En Proverbios 29:22, el hombre iracundo provoca contiendas y causa transgresión, ampliando el castigo y el ciclo de Proverbios 19:19.
Proverbios 18:6 enseña que las palabras del necio provocan contienda, un dicho paralelo sobre las consecuencias destructivas de la ira y la necedad.
En Proverbios 22:25, evitar a los iracundos previene adoptar sus caminos, una consecuencia adicional más allá del ciclo de rescate.
En Proverbios 25:28, la falta de autocontrol deja vulnerable, similar al hombre iracundo que sufre castigo.
En 1 Samuel 20:30, el arrebato iracundo de Saúl contra Jonatán ejemplifica al hombre iracundo descrito en Proverbios.
En 1 Samuel 22:17, la ira descontrolada de Saúl resulta en la muerte de los sacerdotes, una consecuencia desastrosa del hombre iracundo.

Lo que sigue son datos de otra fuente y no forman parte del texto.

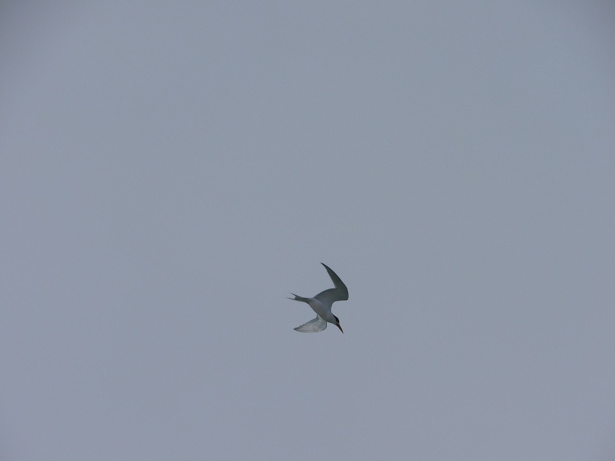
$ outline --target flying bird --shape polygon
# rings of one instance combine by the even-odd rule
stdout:
[[[348,289],[335,272],[326,264],[322,262],[320,264],[325,266],[327,272],[329,273],[329,277],[331,277],[335,288],[325,290],[314,297],[302,297],[295,293],[291,293],[295,297],[289,297],[289,299],[307,302],[316,313],[315,318],[304,323],[301,326],[298,326],[295,329],[302,333],[316,333],[325,329],[327,328],[327,322],[329,322],[339,328],[339,331],[343,333],[344,330],[339,326],[339,319],[331,312],[331,305],[335,301],[345,301],[347,299]]]

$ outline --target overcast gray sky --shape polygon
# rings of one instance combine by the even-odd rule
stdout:
[[[614,31],[4,2],[2,459],[615,459]]]

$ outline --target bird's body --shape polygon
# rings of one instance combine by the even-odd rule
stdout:
[[[291,293],[295,297],[289,297],[289,299],[306,302],[316,313],[315,318],[304,323],[301,326],[298,326],[295,329],[302,333],[315,333],[325,329],[327,328],[327,322],[329,322],[339,328],[339,331],[343,333],[344,330],[339,326],[339,319],[331,312],[331,306],[335,301],[344,301],[347,299],[348,289],[335,272],[326,264],[322,262],[320,264],[325,266],[335,288],[325,290],[314,297],[303,297],[298,296],[295,293]]]

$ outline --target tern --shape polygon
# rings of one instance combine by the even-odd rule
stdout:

En Ester 3:5, la ira de Amán contra Mardocheo luego lleva a su caída, reflejando el 'pagar la pena' del hombre de gran ira.
Colosenses 3:8 manda desechar la ira y el enojo, una directriz del NT que aborda la misma conducta destructiva que advierte el proverbio.
Santiago 1:19 provee el antídoto: ser pronto para oír, tardo para hablar, tardo para airarse, contrastando las costosas consecuencias de la ira descontrolada.